The soundstage and imaging characteristics are good but in an unusual way. I'll first define what I consider to be imaging and soundstage. I consider imaging to describe how focused an instrument is within the soundstage. Poor imaging means that it is difficult to localize the instrument and it seems blurred in space. Soundstage defines the placement of those images within and beyond the speakers. I've often found that some speakers that have a huge soundstage often have poorer imaging. These speakers are the opposite and have good imaging at the sacrifice of some soundstage depth. They do a great job of separating each instrument within the soundstage but don't really spread sound out beyond the speakers unless the recording has the spatial cues to do so. The ability to distinguish each instrument within the soundstage makes these speakers less fatiguing especially if there is a lot of stuff going on in the midrange which is part of the reason why I find these easy to listen to with a wide range of music. Along with the midrange clarity, the definition of each instrument give these speakers a level of clarity that my previous RS180 design (the JDB3) lacked.

It is typical for a set of speakers to sound good with one type of music or recording and poor with another. A speaker that has a lot of detail can often be harsh with poor recordings but sound exceptional with a great recording. A speaker that lacks detail is usually the opposite because the smoothness hides any imperfections or doesn't let all of the recording through. The Hypnos design is pretty rare in the fact that they sound great with all types of recordings and music. The detail in the midrange allows all of the nuances of a good recording come though. The ability to separate instruments within the soundstage makes poor recordings more tolerable. They aren't as smooth as some speakers with poor recordings but they aren't harsh either. In general this speaker doesn't make every great recording sound great or every poor recording sound poor. It has a way of balancing the performance regardless of the quality of the signal sent to it but in general just about everything I've demoed them with sounds pretty good to my ears.
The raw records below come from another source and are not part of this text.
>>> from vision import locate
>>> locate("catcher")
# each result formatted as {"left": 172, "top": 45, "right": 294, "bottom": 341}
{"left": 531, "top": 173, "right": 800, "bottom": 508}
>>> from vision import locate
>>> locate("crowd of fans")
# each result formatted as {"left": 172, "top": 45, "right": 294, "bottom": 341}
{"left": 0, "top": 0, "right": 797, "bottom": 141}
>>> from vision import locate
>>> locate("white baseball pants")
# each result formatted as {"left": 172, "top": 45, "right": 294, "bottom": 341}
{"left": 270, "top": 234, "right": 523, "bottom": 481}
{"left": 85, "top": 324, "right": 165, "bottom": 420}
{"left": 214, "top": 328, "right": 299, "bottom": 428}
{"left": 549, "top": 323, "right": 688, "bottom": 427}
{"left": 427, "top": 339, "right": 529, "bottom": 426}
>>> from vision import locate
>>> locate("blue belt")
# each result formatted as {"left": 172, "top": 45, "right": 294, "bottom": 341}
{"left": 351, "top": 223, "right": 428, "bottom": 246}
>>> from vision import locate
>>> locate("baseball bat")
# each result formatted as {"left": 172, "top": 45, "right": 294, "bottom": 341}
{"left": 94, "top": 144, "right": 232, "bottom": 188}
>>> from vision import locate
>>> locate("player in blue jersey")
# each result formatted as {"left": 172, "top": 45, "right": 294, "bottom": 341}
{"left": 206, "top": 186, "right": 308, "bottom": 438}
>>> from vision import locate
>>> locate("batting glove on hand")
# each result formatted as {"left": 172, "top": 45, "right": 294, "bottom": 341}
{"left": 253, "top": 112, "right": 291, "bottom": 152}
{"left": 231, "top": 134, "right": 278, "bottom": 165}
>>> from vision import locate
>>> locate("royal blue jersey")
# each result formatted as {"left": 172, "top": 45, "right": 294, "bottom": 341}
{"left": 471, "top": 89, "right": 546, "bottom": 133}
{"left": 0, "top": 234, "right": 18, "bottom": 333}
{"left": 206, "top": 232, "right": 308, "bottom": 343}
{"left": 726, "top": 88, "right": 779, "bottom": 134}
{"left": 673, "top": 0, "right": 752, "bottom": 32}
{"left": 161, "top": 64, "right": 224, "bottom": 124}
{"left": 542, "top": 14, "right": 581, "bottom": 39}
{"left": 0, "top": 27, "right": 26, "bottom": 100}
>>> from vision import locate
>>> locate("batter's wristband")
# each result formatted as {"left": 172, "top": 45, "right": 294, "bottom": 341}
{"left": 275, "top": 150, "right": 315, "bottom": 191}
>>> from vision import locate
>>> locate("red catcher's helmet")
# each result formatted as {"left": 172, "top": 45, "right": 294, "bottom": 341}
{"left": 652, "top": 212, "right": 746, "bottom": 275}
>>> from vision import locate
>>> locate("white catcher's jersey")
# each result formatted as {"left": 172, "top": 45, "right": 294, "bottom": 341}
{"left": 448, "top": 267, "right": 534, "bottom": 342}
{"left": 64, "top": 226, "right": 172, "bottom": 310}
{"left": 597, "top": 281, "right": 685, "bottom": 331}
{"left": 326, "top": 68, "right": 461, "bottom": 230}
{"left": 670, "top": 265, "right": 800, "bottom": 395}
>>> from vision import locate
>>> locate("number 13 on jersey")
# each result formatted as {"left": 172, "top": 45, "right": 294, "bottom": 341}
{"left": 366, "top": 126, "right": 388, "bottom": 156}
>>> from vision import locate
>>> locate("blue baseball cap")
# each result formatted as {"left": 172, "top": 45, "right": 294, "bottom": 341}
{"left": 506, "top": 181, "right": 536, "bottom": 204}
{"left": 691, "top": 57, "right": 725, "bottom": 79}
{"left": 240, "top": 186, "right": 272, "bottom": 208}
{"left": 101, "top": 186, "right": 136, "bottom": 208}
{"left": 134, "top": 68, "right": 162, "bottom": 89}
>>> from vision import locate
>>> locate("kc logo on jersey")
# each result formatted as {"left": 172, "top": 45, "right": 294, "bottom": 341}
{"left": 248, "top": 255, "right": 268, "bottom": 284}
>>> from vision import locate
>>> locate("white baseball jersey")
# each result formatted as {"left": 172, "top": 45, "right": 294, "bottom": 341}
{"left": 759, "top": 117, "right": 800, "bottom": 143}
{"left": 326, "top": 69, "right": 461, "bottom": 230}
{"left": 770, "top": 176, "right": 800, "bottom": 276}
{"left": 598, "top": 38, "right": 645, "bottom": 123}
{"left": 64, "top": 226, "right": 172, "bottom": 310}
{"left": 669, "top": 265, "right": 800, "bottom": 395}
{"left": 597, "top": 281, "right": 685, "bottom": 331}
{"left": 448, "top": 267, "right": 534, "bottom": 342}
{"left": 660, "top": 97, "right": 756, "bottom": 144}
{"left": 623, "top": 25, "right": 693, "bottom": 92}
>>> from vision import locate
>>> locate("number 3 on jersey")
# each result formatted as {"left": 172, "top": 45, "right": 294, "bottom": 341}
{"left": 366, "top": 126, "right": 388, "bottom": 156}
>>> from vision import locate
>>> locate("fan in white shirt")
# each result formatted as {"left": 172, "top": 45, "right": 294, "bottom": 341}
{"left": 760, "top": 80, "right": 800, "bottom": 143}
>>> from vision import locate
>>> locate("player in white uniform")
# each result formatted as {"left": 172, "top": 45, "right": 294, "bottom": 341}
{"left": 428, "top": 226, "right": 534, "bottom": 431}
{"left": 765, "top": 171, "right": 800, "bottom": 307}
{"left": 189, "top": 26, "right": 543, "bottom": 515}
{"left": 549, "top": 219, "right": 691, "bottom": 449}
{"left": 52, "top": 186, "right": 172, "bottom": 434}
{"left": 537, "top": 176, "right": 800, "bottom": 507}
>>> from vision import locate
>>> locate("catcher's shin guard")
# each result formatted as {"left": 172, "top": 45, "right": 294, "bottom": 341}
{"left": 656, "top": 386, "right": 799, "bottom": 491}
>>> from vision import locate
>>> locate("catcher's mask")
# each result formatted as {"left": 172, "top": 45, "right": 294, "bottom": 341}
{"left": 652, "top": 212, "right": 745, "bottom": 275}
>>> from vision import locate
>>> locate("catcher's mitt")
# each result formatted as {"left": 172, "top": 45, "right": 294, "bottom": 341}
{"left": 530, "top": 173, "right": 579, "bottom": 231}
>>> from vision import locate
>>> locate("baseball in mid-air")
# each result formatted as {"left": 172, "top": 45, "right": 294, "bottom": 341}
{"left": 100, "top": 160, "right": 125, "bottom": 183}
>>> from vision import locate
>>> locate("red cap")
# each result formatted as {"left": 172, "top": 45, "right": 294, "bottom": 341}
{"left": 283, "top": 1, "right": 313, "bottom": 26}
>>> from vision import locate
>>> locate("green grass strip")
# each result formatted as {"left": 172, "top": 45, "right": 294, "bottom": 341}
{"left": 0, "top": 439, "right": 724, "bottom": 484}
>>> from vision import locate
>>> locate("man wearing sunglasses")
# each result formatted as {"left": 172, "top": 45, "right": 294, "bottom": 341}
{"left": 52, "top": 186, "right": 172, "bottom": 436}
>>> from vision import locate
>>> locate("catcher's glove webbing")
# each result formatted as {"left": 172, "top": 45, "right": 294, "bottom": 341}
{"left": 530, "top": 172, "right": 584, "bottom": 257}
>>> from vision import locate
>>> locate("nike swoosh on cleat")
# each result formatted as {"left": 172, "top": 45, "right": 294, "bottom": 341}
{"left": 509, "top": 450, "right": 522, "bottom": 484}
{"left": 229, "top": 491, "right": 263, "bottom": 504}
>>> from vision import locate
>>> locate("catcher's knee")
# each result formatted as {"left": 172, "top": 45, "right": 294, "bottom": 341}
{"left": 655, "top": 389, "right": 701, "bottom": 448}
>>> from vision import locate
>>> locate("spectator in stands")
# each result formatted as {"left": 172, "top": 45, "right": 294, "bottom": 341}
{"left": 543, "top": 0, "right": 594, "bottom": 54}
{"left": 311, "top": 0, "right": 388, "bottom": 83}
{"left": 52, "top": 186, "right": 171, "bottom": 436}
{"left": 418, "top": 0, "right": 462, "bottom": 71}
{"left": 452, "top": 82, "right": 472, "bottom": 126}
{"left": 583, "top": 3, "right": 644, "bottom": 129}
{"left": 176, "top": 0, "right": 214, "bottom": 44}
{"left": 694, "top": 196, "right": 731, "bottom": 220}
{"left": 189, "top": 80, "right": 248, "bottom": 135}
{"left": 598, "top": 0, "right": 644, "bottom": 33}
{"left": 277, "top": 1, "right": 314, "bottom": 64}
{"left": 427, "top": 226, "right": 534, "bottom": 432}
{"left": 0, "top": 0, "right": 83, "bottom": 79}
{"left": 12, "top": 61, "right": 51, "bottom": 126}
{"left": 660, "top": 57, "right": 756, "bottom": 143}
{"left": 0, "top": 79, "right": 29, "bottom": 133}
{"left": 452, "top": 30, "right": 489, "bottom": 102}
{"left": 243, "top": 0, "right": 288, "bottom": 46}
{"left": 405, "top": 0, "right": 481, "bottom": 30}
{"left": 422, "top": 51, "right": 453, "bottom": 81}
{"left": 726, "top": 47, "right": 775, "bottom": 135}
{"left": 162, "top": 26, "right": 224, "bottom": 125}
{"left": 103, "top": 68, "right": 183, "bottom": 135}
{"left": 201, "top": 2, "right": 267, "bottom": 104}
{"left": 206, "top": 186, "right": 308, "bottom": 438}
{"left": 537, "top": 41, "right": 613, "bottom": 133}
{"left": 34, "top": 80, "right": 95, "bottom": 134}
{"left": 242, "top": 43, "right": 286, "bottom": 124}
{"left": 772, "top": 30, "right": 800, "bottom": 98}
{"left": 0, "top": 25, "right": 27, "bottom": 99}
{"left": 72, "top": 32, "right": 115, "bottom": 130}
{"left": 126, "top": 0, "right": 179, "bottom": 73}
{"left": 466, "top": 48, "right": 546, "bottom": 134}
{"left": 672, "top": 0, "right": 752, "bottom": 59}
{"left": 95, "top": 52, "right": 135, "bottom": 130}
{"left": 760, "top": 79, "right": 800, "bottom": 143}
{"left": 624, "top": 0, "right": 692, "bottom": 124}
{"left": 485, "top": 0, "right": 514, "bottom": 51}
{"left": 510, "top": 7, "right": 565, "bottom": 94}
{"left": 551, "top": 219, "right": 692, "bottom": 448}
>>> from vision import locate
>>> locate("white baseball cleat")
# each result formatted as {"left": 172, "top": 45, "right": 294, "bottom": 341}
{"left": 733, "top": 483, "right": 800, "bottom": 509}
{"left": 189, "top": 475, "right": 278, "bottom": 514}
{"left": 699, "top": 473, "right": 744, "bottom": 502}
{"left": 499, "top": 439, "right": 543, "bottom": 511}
So in summary I consider the strengths of this speaker design to be the fairly neutral and detailed sound with good imaging and relatively deep bass considering the cabinet size. The weaknesses are the treble clarity and the soundstage width/depth. To build a set of Hypnos speakers each speaker uses about $60 in crossover parts and $85 in drivers so not including cabinets, damping material, terminals and ports these speakers cost under $300 for a pair. All of the parts are available from Parts Express. Adding the remaining parts including cabinets still keeps them under $400 for a complete pair of speakers and considering the performance of this design that is a bargain. However, depending on your tastes you may or may not like these as much as I do. I still think that they exceeded my expectations when I set out to design these speakers.